Heliyon (May 2024)
Effectiveness study of recrystallisation method in pharmaceutical salt production from processed salt with zero waste concept
Abstract
Indonesia's vast archipelago offers abundant seawater resources, holding the potential for salt production. Salt, a vital commodity in human life, typically contains sodium chloride and impurities like Ca2+, Mg2+, SO42−, and K+. Pharmaceutical salt is an industrial category adhering to pharmacopoeial standards regarding sodium chloride levels and impurity content, ensuring quality for drug preparations in Indonesia. Prior research indicates that recrystallisation, specifically evaporation crystallisation, enhances salt quality by increasing NaCl content. Chemical precipitating agents like NaOH and Na2CO3 can be introduced to improve salt purity further. This study aims to identify optimal conditions for pharmaceutical salt production from processed salt raw materials, considering crystallisation time, stirring speed, chemical additives (NaOH and Na2CO3), and double crystallisation stages. The method commences with pre-treatment, involving salt dissolution in distilled water to saturation, with the addition of precipitating agents as per designated variables. Precipitates formed from precipitating agents (NaOH and Na2CO3) are isolated through filtration. The filtrate undergoes evaporation crystallisation at 103 °C, varying between single and double crystallisation. Salt crystals are separated, dried, and weighed to calculate yield. Pharmaceutical salt is analysed for water content, NaCl, and impurities (Ca2+, Mg2+, SO42−, and K+). The optimal conditions for pharmaceutical salt production were double crystallisation with a 20 % excess of chemicals (NaOH and Na2CO3), 100 min of crystallisation time, and a stirring speed of 600 rpm.
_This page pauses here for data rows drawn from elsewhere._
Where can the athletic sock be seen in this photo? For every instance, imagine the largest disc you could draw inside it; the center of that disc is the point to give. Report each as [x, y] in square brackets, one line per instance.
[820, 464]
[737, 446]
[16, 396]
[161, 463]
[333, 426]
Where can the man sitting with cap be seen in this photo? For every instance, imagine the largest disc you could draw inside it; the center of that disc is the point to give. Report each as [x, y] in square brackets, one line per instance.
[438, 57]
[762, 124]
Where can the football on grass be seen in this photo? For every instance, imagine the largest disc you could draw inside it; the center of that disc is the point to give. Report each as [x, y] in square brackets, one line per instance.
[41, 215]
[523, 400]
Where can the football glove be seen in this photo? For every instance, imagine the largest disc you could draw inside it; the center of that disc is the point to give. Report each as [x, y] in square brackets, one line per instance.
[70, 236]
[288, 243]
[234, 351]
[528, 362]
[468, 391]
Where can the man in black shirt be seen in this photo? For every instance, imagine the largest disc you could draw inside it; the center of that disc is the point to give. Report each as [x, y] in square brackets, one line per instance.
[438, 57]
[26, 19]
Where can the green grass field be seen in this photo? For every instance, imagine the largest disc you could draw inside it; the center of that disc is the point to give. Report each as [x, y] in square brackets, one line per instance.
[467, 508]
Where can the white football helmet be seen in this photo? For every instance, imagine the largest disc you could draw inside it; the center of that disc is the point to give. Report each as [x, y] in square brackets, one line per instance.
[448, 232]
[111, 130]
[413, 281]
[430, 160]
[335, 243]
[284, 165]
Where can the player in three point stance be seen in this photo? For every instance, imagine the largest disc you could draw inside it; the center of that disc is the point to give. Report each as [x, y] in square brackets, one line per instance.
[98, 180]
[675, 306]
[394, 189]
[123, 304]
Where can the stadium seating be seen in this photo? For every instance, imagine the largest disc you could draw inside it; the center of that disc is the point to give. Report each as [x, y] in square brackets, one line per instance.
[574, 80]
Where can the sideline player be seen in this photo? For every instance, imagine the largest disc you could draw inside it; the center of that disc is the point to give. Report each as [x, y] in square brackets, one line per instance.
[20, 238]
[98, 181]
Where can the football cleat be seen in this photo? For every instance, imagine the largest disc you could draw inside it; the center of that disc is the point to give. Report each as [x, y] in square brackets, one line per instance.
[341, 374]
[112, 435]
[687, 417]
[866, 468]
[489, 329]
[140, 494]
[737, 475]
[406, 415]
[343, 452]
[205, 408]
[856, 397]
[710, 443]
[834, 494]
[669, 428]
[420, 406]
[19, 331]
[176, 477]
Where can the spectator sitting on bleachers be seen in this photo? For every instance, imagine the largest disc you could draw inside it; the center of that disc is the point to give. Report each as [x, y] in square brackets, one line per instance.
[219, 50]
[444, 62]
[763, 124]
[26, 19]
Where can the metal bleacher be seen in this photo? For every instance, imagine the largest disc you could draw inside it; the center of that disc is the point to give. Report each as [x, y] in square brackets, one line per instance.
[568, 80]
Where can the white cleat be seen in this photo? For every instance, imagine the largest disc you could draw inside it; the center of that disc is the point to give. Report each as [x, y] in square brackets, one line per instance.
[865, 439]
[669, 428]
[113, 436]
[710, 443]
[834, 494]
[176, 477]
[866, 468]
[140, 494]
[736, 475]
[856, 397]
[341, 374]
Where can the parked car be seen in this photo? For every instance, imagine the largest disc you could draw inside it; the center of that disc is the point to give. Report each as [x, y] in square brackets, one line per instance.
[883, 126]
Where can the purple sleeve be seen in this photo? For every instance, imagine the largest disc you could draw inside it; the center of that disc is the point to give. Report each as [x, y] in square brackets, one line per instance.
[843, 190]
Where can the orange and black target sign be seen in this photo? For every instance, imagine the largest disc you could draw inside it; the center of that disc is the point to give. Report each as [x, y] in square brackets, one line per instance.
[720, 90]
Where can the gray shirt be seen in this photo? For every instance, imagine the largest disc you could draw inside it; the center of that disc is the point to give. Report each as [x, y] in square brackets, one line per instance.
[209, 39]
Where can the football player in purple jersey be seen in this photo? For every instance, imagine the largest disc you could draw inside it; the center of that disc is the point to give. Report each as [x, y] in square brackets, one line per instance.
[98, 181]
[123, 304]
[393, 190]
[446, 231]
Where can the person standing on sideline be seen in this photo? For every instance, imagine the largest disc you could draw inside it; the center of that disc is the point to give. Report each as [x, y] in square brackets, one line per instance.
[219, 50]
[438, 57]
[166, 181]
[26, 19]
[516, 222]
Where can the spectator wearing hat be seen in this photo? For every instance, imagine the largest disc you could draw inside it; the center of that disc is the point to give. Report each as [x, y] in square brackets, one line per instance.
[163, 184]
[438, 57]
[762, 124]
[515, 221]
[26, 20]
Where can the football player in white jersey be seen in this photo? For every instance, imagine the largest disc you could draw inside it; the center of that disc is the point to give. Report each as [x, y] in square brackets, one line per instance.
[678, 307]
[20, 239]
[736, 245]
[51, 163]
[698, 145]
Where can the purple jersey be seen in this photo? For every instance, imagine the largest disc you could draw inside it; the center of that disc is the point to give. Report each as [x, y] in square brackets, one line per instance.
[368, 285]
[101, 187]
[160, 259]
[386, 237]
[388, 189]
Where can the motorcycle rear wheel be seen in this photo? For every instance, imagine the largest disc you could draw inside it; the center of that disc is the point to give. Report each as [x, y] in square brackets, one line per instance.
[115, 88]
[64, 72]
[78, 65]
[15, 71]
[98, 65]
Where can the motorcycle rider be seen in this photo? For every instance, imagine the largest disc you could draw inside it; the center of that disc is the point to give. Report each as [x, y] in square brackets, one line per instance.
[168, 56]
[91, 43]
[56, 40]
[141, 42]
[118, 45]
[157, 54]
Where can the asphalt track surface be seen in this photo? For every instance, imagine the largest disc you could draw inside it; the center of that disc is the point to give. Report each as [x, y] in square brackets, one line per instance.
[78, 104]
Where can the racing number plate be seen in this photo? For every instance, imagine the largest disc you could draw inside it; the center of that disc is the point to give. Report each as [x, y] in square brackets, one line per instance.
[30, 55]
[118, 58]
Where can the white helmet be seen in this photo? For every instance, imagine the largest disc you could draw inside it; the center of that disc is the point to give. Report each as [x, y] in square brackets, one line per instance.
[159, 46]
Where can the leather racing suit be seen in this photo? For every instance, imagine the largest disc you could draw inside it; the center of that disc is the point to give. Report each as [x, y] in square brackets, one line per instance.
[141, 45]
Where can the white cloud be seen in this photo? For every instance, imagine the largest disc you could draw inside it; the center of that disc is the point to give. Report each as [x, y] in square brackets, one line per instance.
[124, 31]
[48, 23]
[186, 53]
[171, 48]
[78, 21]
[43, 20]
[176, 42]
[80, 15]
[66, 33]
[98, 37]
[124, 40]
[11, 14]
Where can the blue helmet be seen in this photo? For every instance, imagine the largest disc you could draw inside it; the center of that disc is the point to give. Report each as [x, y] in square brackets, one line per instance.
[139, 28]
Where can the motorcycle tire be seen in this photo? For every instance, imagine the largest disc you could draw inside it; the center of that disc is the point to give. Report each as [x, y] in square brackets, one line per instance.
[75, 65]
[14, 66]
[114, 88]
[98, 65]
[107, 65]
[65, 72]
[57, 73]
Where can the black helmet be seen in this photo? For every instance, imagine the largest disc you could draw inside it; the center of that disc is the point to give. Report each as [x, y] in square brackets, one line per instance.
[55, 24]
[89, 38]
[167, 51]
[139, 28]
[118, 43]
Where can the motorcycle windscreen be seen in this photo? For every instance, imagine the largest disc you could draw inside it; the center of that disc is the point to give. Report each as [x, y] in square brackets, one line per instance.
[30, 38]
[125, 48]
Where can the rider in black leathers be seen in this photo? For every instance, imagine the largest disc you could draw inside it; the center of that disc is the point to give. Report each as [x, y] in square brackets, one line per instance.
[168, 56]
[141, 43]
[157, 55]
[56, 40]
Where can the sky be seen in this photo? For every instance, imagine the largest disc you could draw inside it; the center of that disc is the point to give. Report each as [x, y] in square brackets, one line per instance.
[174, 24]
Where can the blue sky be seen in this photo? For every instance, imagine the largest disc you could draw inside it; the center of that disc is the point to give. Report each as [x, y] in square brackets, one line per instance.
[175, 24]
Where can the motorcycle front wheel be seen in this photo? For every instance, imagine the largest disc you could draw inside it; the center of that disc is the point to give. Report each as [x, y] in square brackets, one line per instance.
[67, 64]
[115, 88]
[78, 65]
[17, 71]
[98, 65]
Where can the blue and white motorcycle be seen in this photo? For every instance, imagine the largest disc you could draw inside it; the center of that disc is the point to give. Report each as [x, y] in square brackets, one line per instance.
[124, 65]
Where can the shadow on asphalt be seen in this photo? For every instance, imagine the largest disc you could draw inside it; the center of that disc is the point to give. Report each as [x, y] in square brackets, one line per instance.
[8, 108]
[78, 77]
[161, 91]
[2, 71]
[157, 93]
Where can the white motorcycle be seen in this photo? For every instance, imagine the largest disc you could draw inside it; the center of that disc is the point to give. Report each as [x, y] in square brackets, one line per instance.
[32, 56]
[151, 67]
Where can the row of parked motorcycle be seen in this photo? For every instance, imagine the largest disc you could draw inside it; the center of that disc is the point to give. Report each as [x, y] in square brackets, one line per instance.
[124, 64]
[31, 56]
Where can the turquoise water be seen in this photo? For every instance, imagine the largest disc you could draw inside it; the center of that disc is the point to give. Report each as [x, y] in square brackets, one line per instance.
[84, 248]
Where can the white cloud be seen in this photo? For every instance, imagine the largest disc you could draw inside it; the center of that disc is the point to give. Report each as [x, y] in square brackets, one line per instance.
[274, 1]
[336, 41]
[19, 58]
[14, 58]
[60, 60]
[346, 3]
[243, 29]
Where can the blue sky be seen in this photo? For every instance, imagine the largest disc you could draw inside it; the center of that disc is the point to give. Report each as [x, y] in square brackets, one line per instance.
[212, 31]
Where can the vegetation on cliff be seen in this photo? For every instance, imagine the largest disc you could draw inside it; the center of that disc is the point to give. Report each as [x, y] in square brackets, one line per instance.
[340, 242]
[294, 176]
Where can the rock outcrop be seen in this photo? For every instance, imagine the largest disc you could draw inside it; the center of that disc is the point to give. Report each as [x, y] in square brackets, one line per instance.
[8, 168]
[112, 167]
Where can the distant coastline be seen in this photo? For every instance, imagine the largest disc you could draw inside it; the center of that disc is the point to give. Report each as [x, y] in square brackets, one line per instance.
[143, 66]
This yielded a 15 % NaCl content of 99.87 %, Mg2+ at 0 ppm, Ca2+ at 69.6 ppm, SO42− at 366 ppm, K+ at 370 ppm, and water content at 0.166 %. Notably, the pharmaceutical salt production process generates no waste, as byproducts like Mg(OH)2 and CaCO3 can be recycled and hold commercial value. However, it is essential to re-evaluate raw materials and technologies to address the market's high cost and competitiveness issues.